The keystone of the Southern Strategy was Nixon's working with Strom Thurmond to get his endorsement and behind the scenes support for the 1968 Republican nomination. Nixon's concessions included nominating Supreme Court justices who reflected Thurmond's vies and pulling back on federal enforcement of integration (this was nearly 15 years after Brown.)
Look up Nixon's first two nominations for the Supreme Court: they were from South Carolina and Georgia.
South Carolina and Georgia are not in the upper south.
Nixon's first nominee was Warren Burger, but I see you are referring to two successive failed nominees to fill Fortas' seat. Yes, that is an instance of Nixon wanting to appeal to the South.

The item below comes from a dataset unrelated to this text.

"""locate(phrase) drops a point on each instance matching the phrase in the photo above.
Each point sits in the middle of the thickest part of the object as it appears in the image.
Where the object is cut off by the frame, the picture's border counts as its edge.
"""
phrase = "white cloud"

The question of what constitutes the Southern Strategy is something of a semantic one, as there was a Dent strategy focused winning the support of the South for Nixon on the nomination and South Carolina with the support of Thurmond, and a Phillips strategy focused on the general election wherein the Outer South is appealed to as one part of a grand national strategy. The latter was what columnist Joe Alsop popularized as the "Southern Strategy" in 68. It is misleading to conflate the two, but perhaps it has to be said more accurately that there were a plurality of Southern strategies, with divisions over whether to follow them. Nixon's advisors certainly did not speak with anything like a singular voice.